Ein Ermessensfehler liegt hier in diesem Punkt nicht vor:

Die Zweitbeklagte bemängelt die Verletzung der Offizialmaxime im Sinn des § 460 Z 4 ZPO, weil das Erstgericht die Identität der Trauzeugen nicht amtswegig ermittelt und die Zweitbeklagte auch nicht zur Bekanntgabe von deren Namen und Anschrift angeleitet habe. Die Einvernahme der Trauzeugen hätte ergeben, dass zumindest für die Zweitbeklagte eine eheliche Lebensgemeinschaft nicht ausgeschlossen sein sollte.

Berücksichtigt man, dass die Zweitbeklagte in erster Instanz keine auf die Einvernahme der Trauzeugen gerichteten Beweisanträge gestellt und diese auch in ihrer Berufung nicht releviert hat, dass das Erstgericht auf Grund der Aussagen der Parteien und der zahlreichen Zeugen durchaus in der Lage war, die Hintergründe der angefochtenen Eheschließung aufzuklären, und dass eine Scheinehe geradezu voraussetzt, dass die Brautleute gegenüber Dritten (insbesondere ihren Trauzeugen) die wahren Motive ihres Handelns verschleiern, dann kann im unterbliebenen Einbeziehen der Trauzeugen in das Beweisverfahren keine aufzugreifende Überschreitung des Ermessens bei der Beweisaufnahme erblickt werden (vgl 4 Ob 238/05m). Soweit die Zweitbeklagte zur Bekanntgabe der Anschriften der Trauzeugen angeleitet werden wollte, ist sie ergänzend auf ihre Parteiaussage zu verweisen, in der sie bekundete, die Adresse der Trauzeugen nicht angeben zu können (AS 21 = S 9 in ON 4).

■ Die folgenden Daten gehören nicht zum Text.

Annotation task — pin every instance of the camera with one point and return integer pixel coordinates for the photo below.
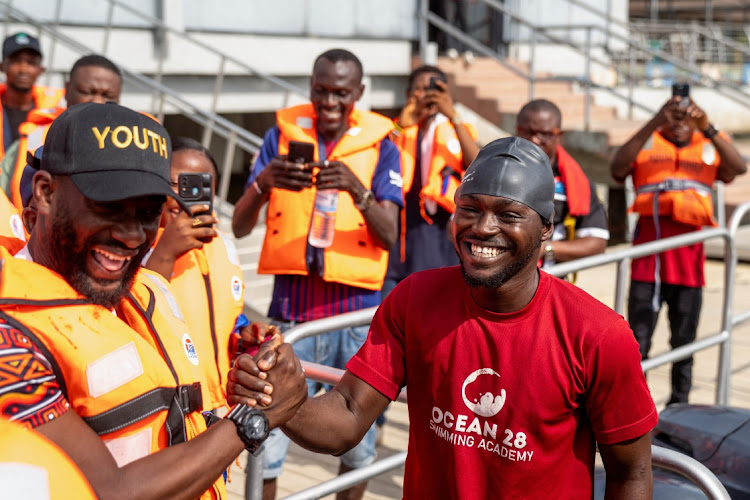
(196, 189)
(432, 85)
(682, 90)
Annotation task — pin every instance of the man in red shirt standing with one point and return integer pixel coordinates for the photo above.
(514, 375)
(674, 160)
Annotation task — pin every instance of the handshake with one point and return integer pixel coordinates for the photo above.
(271, 380)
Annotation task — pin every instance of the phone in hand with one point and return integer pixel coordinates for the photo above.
(301, 152)
(682, 90)
(196, 189)
(432, 85)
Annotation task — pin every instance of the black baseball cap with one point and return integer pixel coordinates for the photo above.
(516, 169)
(110, 152)
(20, 41)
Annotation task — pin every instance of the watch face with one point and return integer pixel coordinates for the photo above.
(256, 426)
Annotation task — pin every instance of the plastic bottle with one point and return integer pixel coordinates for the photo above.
(324, 218)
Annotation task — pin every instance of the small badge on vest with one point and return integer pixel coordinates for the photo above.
(190, 352)
(236, 288)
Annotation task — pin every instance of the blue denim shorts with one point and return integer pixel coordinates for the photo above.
(331, 349)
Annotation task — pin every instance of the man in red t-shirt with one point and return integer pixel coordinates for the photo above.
(674, 160)
(514, 376)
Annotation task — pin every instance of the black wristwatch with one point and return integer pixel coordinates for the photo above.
(252, 426)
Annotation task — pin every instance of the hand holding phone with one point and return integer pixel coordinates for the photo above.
(196, 189)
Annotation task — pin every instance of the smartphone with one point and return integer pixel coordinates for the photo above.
(682, 90)
(301, 152)
(432, 85)
(196, 189)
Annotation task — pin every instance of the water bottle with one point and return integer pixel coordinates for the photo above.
(324, 218)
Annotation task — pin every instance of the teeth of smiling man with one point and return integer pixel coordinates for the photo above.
(484, 251)
(110, 261)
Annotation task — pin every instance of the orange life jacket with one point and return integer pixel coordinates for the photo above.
(32, 134)
(44, 97)
(441, 185)
(31, 466)
(134, 378)
(209, 288)
(678, 180)
(354, 258)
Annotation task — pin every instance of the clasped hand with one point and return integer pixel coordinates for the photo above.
(272, 379)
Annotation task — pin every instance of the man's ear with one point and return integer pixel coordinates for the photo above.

2. Die Zweitbeklagte hat in ihrer Berufung keine Rechtsrüge erhoben und in der Revision kann sie diese nicht mehr nachholen (RIS-Justiz RS0043480); dies gilt auch für das Ehenichtigkeitsverfahren (Zechner in Fasching/Konecny² IV/1 § 503 ZPO Rz 53 mN zu Verfahren mit Offizialmaxime). Auf die Ausführungen der Zweitbeklagten zum Rechtsmittelgrund der unrichtigen rechtlichen Beurteilung ist demnach nicht einzugehen.

Da keine erhebliche Rechtsfrage im Sinn des § 502 Abs 1 ZPO zu beurteilen ist, erweist sich die außerordentliche Revision der Zweitbeklagten als unzulässig und ist zurückzuweisen.